Questo scenario rappresenta un duro colpo per un territorio già segnato dalla siccità e dalla crisi idrica, aggravando le difficoltà di agricoltori e operatori economici.
Un territorio da anni martoriato, costretto ad affrontare calamità naturali, peronospora, siccità. Insomma, fare agricoltura oggi in Sicilia non è per niente facile. Lo sanno bene quei produttori che ogni mattina curano i propri terreni, ma vedono sempre più buio il tunnel. Con terreni che non solo rischiano di non essere produttivi ma che perdono tutto il loro valore. Significa dare anche spazio a chi vuole speculare, a chi ha interesse, ad esempio, a voler realizzare impianti eolici e fotovoltaici sui fianchi della valle del Belìce e che, come denunciano alcuni sindaci del territorio, stravolgerebbero il paesaggio. Nonostante gli annunci del governo regionale le misure promesse non sono ancora arrivate.
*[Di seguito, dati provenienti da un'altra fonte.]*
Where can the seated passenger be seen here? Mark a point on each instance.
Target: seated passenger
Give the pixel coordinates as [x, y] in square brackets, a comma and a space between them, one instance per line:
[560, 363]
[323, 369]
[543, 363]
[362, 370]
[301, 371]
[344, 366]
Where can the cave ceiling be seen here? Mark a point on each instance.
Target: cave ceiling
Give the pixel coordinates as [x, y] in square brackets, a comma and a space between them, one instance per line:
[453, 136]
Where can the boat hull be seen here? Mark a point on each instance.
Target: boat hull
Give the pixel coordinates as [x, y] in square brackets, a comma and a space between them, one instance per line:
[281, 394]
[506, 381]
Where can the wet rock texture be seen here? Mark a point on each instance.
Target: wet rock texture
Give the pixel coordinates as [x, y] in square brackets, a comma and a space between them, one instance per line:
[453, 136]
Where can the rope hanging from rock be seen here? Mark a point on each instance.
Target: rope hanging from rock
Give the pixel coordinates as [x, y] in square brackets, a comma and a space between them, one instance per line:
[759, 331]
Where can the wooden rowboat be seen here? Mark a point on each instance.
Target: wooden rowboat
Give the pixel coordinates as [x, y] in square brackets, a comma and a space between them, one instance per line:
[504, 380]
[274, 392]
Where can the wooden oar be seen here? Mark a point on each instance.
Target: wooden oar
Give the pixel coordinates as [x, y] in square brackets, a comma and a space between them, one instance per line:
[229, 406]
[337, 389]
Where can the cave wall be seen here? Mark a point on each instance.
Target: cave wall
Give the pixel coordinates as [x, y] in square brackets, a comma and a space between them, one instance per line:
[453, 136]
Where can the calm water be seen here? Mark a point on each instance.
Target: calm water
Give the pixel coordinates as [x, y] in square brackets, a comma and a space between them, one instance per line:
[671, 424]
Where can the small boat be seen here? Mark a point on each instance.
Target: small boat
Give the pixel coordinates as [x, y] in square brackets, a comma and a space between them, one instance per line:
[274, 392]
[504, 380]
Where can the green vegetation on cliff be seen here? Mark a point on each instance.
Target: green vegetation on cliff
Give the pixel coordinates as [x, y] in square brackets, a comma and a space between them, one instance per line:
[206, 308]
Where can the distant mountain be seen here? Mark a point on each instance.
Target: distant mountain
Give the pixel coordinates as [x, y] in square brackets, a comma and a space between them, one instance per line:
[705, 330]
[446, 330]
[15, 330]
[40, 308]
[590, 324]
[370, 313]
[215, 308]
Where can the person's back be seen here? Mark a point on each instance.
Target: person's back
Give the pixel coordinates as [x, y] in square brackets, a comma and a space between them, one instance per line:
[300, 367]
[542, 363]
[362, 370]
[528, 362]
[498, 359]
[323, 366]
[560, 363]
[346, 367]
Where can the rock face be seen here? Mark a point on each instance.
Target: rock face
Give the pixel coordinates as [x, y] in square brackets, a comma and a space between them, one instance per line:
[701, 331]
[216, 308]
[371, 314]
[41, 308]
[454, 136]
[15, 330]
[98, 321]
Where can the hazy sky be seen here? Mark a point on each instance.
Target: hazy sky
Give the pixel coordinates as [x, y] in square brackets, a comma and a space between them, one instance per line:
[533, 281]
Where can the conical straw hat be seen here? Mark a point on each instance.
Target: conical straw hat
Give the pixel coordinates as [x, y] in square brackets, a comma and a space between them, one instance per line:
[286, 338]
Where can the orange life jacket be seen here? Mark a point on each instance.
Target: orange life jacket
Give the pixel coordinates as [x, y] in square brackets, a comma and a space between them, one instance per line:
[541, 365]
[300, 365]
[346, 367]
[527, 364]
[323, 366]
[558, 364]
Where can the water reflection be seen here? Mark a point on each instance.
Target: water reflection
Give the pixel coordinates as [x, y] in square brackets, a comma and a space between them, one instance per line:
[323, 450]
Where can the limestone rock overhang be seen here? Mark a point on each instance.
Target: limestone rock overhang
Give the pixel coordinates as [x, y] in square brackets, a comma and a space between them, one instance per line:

“Un fallimento annunciato” L’associazione "I Guardiani del Territorio" ha denunciato con forza questa decisione, definendola "una sconfitta politica e amministrativa". Già dal 2022 l’associazione aveva lanciato numerosi allarmi, sottolineando l’urgenza di interventi per salvare la diga e prevenire il collasso del sistema idrico.
A dicembre 2024, l’associazione aveva elaborato un documento dettagliato, che includeva soluzioni tecniche e gestionali per il pieno recupero della diga. Nonostante il riconoscimento da parte dei tecnici ministeriali, il documento è stato ignorato, lasciando spazio a una decisione che avrà conseguenze devastanti.
“La messa fuori esercizio della diga non è solo un disastro tecnico, ma anche una sconfitta per il nostro territorio, che paga il prezzo di anni di immobilismo istituzionale", dichiara il presidente dell’associazione. Tra le ripercussioni previste ci sono: gravi difficoltà per l’agricoltura locale, aumento dei costi per cittadini e imprese e un peggioramento della qualità della vita per migliaia di persone.
I sindacati: “Politica e burocrazia hanno fallito” Anche i sindacati Flai Cgil, Fai Cisl e Uila Uil hanno espresso un giudizio severo sulla vicenda. In una nota congiunta, i segretari Giovanni Di Dia, Franco Nuccio e Leonardo Falco hanno sottolineato come l’inerzia della politica e della burocrazia abbia prodotto "un risultato osceno a discapito dell’agricoltura e del territorio trapanese".
Da anni, i sindacati chiedevano il collaudo della diga e interventi di ammodernamento per salvaguardare le acque piovane accumulate, fondamentali per l’irrigazione dei campi. "In questi lunghi anni abbiamo ricevuto solo silenzio. Ora la diga è chiusa e il futuro dell’agricoltura trapanese è a rischio. Le aziende agricole perderanno reddito, mentre numerosi posti di lavoro andranno persi", hanno dichiarato.
I sindacati chiedono un intervento urgente da parte dei deputati regionali del territorio, affinché difendano gli interessi dei cittadini e dell’agricoltura locale.
Le conseguenze per l’agricoltura La diga Trinità, con una capacità potenziale di 18 milioni di metri cubi d’acqua, avrebbe potuto rappresentare una risorsa strategica per un’agricoltura già messa a dura prova da anni di crisi idrica. La sua chiusura rischia di trasformarsi in un colpo durissimo per un settore che rappresenta una parte significativa dell’economia locale.
Le promesse della Regione Siciliana di salvaguardare le acque residue all’interno dell’invaso sono state definite "patetiche" dai sindacati, che temono che questa decisione possa segnare l’inizio di una crisi ancora più profonda per il territorio trapanese.
Nonostante le difficoltà, sia i “Guardiani del Territorio” che i sindacati si impegnano a continuare la loro battaglia per salvare il futuro agricolo del Belìce, chiedendo alle istituzioni risposte chiare e azioni concrete.